Así lo hago. Haré cualquier cosa ahora para poner fin a nuestra larga espera. Fingiré miedo, nerviosismo, llanto, mientras él se inclina para acariciarme o regañarme. Finjo sin mirar a Dani, o bien mirándola de reojo, desesperadamente, para ver si se sonroja o parece avergonzada. Nunca lo está. Sus manos, que recuerdo resbalando sobre mí, presionando, girando, abriéndome; sus manos, cuando me tocan ahora, son totalmente inánimes y blancas. Su cara es hermética. No hace más que esperar, como nosotros, la llegada de los médicos.

Esperamos... no sé cuánto tiempo. Dos o tres semanas. Por fin, «Vienen mañana», me dice una noche Rodrigo; y a la mañana siguiente:

—Vienen hoy. ¿Te acuerdas?

He despertado de unos sueños horribles.

—No puedo verles —digo—. Mándales de vuelta. Que vengan otro día.

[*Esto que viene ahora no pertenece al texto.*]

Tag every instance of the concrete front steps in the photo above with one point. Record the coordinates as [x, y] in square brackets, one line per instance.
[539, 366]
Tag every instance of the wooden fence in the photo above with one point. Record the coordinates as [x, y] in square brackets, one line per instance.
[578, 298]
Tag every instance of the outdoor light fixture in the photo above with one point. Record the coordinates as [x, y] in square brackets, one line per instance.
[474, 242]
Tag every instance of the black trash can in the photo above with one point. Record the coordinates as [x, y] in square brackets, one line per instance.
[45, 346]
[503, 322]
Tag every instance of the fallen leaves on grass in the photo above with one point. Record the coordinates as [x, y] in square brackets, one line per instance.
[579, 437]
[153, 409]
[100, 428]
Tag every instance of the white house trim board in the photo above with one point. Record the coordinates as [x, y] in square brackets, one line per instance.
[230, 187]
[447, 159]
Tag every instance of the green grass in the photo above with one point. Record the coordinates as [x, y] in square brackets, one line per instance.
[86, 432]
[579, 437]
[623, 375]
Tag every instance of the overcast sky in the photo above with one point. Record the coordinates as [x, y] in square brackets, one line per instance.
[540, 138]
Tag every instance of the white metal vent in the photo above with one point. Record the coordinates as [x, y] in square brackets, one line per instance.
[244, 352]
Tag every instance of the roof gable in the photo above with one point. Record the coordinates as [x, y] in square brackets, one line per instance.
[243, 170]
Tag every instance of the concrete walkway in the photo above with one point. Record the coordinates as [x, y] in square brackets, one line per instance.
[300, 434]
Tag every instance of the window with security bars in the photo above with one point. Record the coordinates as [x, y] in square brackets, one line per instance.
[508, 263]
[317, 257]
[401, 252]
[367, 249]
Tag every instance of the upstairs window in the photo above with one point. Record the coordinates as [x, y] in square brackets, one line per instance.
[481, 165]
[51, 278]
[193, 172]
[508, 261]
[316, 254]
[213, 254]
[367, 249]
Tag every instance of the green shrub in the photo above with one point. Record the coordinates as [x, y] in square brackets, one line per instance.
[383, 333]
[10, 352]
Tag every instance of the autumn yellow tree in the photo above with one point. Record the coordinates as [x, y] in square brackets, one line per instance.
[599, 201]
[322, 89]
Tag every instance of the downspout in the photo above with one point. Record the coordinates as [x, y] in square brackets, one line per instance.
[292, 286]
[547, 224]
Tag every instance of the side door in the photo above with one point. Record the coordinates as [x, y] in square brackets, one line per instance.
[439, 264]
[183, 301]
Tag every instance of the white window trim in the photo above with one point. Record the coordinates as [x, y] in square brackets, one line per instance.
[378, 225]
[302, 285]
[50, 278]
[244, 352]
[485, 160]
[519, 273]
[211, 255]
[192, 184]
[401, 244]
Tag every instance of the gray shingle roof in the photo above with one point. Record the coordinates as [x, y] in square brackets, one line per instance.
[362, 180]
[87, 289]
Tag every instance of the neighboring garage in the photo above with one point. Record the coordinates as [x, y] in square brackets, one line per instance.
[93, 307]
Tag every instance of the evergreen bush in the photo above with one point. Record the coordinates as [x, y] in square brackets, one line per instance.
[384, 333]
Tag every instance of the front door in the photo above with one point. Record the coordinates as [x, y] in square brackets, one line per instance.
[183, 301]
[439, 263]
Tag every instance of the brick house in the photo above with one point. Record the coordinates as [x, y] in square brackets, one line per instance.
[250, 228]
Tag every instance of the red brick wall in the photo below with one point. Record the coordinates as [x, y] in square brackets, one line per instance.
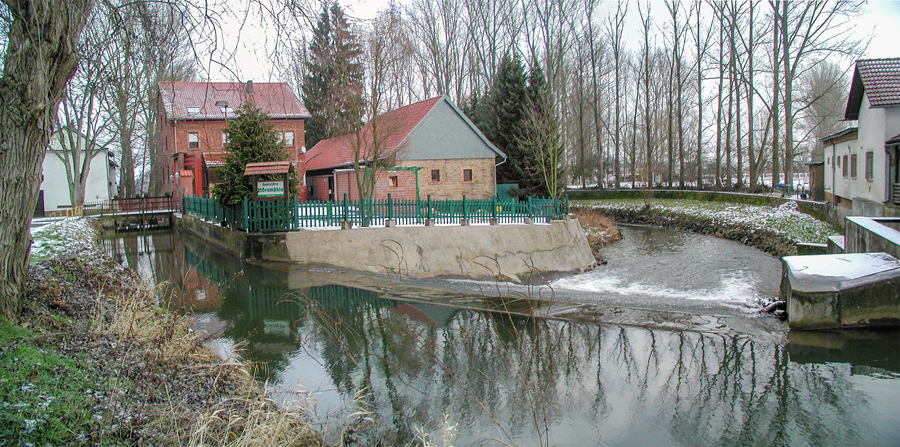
[452, 185]
[174, 138]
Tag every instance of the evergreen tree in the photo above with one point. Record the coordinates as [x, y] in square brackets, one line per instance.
[505, 110]
[541, 139]
[251, 139]
[333, 84]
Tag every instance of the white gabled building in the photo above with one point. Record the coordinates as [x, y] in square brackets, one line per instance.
[54, 195]
[861, 168]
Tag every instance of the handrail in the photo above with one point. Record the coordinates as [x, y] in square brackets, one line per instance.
[262, 216]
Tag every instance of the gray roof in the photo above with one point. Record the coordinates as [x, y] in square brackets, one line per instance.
[879, 79]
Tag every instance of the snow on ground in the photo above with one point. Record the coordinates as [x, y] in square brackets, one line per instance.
[785, 219]
[62, 237]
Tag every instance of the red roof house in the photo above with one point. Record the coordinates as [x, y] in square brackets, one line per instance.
[193, 114]
[433, 148]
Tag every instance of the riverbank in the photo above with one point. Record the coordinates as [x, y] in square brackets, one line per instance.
[775, 230]
[94, 360]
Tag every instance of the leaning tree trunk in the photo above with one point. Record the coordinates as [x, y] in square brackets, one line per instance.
[40, 59]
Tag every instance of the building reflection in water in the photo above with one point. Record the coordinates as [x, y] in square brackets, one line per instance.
[545, 382]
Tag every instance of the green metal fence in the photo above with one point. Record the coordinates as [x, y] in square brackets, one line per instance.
[268, 216]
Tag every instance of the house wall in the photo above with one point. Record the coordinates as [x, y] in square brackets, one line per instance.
[345, 183]
[452, 185]
[838, 188]
[100, 183]
[876, 125]
[174, 137]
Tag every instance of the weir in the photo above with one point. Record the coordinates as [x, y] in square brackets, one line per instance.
[856, 285]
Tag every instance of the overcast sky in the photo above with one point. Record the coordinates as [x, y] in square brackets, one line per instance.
[882, 20]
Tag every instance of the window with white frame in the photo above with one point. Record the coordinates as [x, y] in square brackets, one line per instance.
[870, 166]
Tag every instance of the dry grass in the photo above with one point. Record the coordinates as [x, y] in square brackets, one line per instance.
[237, 410]
[599, 228]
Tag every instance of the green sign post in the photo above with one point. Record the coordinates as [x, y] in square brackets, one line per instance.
[270, 189]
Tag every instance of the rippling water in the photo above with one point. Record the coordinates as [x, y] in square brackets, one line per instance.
[512, 381]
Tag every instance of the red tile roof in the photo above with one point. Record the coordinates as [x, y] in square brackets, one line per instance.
[395, 125]
[197, 100]
[879, 79]
[271, 167]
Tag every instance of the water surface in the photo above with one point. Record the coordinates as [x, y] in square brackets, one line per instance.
[337, 340]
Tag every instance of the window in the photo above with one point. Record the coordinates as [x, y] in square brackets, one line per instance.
[870, 166]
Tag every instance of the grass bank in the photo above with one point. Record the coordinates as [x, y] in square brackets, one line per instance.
[774, 229]
[94, 360]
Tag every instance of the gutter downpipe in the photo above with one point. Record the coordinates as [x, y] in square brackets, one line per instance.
[495, 173]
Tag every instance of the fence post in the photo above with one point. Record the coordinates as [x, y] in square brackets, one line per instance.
[494, 220]
[390, 220]
[465, 219]
[296, 213]
[345, 224]
[246, 211]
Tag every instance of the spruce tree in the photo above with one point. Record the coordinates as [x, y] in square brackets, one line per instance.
[540, 139]
[507, 104]
[251, 139]
[333, 84]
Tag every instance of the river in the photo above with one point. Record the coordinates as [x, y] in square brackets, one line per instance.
[392, 368]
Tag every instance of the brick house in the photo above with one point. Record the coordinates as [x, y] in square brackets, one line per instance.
[193, 114]
[432, 148]
[861, 163]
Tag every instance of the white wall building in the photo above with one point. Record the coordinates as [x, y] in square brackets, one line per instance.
[54, 195]
[861, 169]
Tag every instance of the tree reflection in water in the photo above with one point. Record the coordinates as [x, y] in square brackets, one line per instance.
[517, 381]
[545, 382]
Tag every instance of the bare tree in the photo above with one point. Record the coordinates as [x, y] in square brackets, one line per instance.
[615, 26]
[40, 58]
[811, 31]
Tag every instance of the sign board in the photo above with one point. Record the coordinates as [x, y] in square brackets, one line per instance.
[270, 189]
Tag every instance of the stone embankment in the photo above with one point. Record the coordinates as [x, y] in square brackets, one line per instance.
[768, 241]
[516, 252]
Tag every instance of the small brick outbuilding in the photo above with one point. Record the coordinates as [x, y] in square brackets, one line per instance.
[432, 148]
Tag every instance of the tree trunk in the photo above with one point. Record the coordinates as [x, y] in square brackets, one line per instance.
[40, 59]
[788, 107]
[776, 170]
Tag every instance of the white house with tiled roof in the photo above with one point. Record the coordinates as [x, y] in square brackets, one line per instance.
[861, 165]
[193, 115]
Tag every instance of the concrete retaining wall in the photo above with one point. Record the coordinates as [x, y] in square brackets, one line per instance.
[480, 251]
[868, 235]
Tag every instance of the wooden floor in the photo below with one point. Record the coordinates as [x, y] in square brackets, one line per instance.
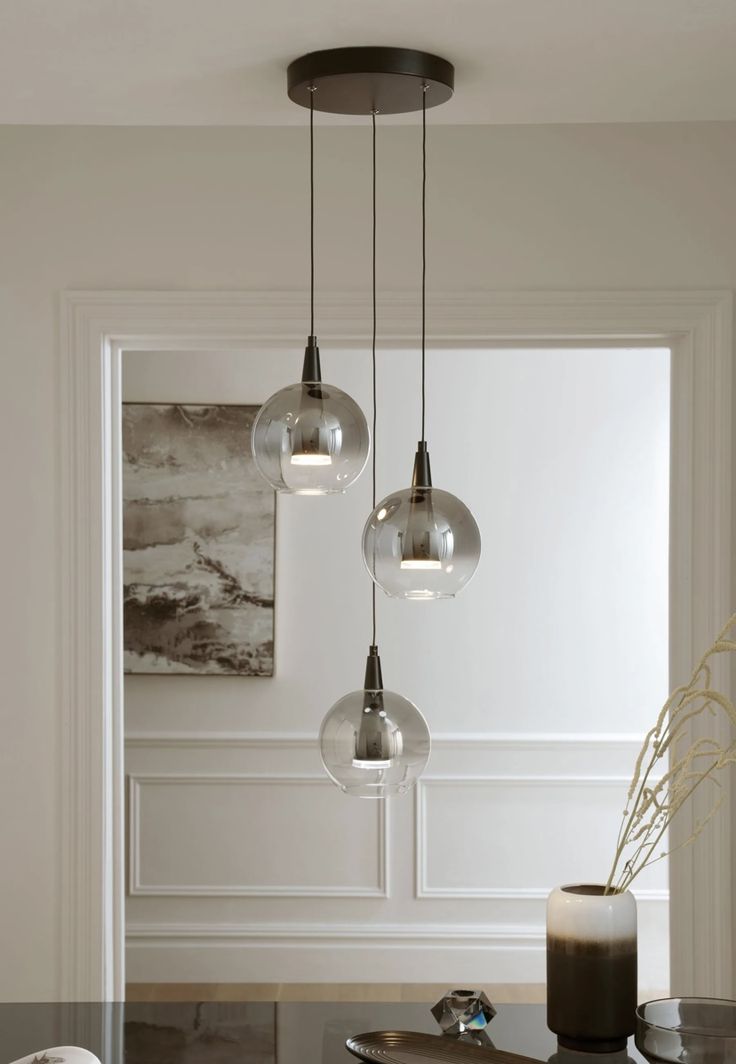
[499, 993]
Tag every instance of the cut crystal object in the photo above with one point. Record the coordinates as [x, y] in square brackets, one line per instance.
[464, 1011]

—No seas caprichosa, Maria Jose.

Él se está vistiendo, se cierra el cuello, se anuda la corbata. Su abrigo está bien doblado sobre la cama.

—¡No quiero verles! —digo.

—Les verás —responde—, porque al verles se acabará este asunto. Aborreces este sitio. Es el momento de irse.

—Estoy nerviosísima.

El no responde. Se gira, para peinarse. Me agacho y cojo su abrigo, encuentro el bolsillo, el frasco de gotas, pero él me ve, se precipita hacia mí y me lo arrebata de la mano.

—Oh, no —dice—. ¡No voy a permitir que estés medio drogada, ni arriesgarme a que te propases en la dosis y lo estropees todo! Oh, no. Tienes que estar perfectamente despejada.

Se guarda el frasco en el bolsillo. Hago otro intento de cogerlo, y él me esquiva.

—Dámelo —digo—. Dámelo. Rodrigo. Sólo una gota, te lo juro.

Los labios se me saltan mientras pronuncio estas palabras. Él mueve la cabeza, cepilla la tela del abrigo para borrar la huella de mis dedos.

—Todavía no —dice—. Pórtate bien. Gánatelo.